Wind speed: 12 knots

Swell direction: SE 2m

Depth: 4738 m

Air temperature: 27°C

Sea temperature: 28°C

Notes: We have seen a white-tailed tropicbird, a frigate and two golden bosun birds! We are really in the tropics!

 

Blue on Blue

By Micheline Jenner AM and Curt Jenner AM

Despite their huge size, blue whales are remarkably elusive. Criss-crossing the world’s oceans as part of their life cycle, these days, they are hard to find. Being so large–in fact, the largest animals on earth, blue whales were once the most desired target species for 19th and 20th century whalers.
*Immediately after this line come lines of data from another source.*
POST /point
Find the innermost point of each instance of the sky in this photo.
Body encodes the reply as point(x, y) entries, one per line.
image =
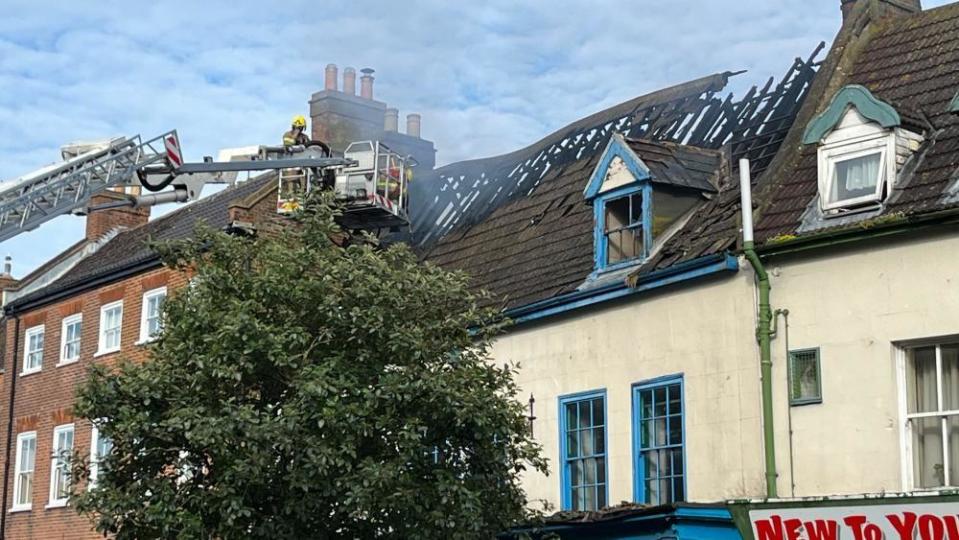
point(488, 77)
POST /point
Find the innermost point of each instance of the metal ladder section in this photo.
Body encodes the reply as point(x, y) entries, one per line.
point(36, 199)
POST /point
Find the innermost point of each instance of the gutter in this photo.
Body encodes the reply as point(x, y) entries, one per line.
point(122, 272)
point(710, 264)
point(6, 459)
point(879, 227)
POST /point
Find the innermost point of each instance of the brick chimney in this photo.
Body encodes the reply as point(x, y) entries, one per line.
point(101, 222)
point(391, 119)
point(366, 83)
point(908, 6)
point(330, 82)
point(413, 125)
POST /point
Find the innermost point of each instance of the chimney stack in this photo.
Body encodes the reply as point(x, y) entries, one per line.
point(391, 120)
point(330, 77)
point(413, 125)
point(846, 7)
point(900, 6)
point(349, 81)
point(366, 83)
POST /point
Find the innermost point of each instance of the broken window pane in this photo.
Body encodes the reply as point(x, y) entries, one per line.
point(624, 228)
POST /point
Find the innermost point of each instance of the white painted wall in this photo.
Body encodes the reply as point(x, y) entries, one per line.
point(853, 303)
point(704, 331)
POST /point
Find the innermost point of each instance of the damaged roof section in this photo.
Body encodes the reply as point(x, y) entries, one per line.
point(679, 165)
point(463, 194)
point(540, 245)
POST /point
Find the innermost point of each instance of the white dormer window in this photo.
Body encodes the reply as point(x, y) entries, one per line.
point(861, 146)
point(854, 172)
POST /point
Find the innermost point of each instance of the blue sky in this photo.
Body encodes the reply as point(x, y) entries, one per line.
point(487, 77)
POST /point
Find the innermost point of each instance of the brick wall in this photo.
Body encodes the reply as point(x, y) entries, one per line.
point(44, 399)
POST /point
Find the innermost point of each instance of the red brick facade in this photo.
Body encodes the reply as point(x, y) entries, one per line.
point(43, 399)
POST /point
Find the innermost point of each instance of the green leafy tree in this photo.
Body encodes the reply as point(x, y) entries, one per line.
point(301, 389)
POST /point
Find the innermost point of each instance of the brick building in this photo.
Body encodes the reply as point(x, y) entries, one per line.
point(93, 305)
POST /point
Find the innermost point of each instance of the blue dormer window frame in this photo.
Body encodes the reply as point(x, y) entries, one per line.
point(640, 185)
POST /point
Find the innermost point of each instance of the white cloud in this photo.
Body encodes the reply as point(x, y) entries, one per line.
point(489, 77)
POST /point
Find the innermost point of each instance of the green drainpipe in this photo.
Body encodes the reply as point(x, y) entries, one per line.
point(763, 328)
point(763, 335)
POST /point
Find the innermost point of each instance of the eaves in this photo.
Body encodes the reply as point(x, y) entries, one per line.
point(883, 226)
point(55, 294)
point(577, 300)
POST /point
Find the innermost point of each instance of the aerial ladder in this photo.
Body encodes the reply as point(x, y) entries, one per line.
point(369, 179)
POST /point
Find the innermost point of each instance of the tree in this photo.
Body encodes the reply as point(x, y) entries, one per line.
point(300, 389)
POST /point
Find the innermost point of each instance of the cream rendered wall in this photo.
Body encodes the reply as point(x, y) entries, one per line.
point(704, 330)
point(855, 304)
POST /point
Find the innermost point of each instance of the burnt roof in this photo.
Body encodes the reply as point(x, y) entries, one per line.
point(911, 61)
point(539, 244)
point(130, 247)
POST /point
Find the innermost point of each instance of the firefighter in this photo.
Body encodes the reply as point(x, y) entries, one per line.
point(296, 135)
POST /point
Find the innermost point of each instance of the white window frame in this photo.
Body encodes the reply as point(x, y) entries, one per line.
point(905, 434)
point(101, 341)
point(145, 336)
point(16, 507)
point(31, 332)
point(67, 322)
point(95, 456)
point(55, 463)
point(832, 153)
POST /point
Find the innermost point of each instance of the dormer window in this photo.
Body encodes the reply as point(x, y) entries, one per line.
point(860, 149)
point(640, 191)
point(624, 228)
point(855, 174)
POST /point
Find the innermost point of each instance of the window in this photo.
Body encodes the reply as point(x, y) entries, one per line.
point(583, 450)
point(932, 414)
point(60, 465)
point(804, 377)
point(623, 230)
point(25, 466)
point(659, 464)
point(111, 319)
point(70, 339)
point(151, 310)
point(33, 350)
point(100, 446)
point(854, 174)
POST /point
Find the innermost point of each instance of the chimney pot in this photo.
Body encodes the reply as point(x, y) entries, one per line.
point(413, 125)
point(391, 120)
point(366, 83)
point(330, 83)
point(846, 7)
point(349, 81)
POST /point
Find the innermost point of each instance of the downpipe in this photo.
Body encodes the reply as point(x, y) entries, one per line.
point(763, 328)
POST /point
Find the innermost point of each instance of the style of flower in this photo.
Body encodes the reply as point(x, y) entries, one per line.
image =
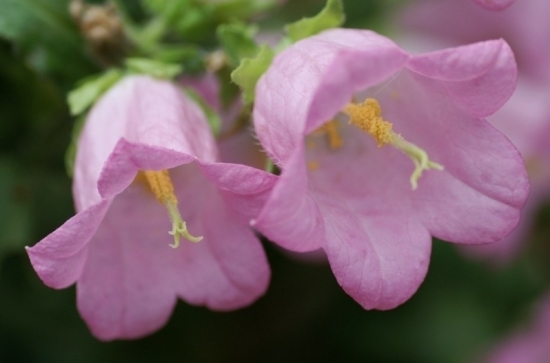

The effort outlaid to chase and capture a whale, known as the catch-per-unit effort was categorized by the whalers as a “1” for a blue whale. The smaller humpback whale was classed as a “4”, indicating that it took four humpback whales to provide the same amount of oil as one prized blue. Alarmingly, in their efforts to provide for lighting of motherland lamps, produce lipstick, wear fine corsets, consume margarine and shade with umbrellas, whalers killed 202,000 to 311,000 Antarctic blue whales and 13,000 pygmy blue whales.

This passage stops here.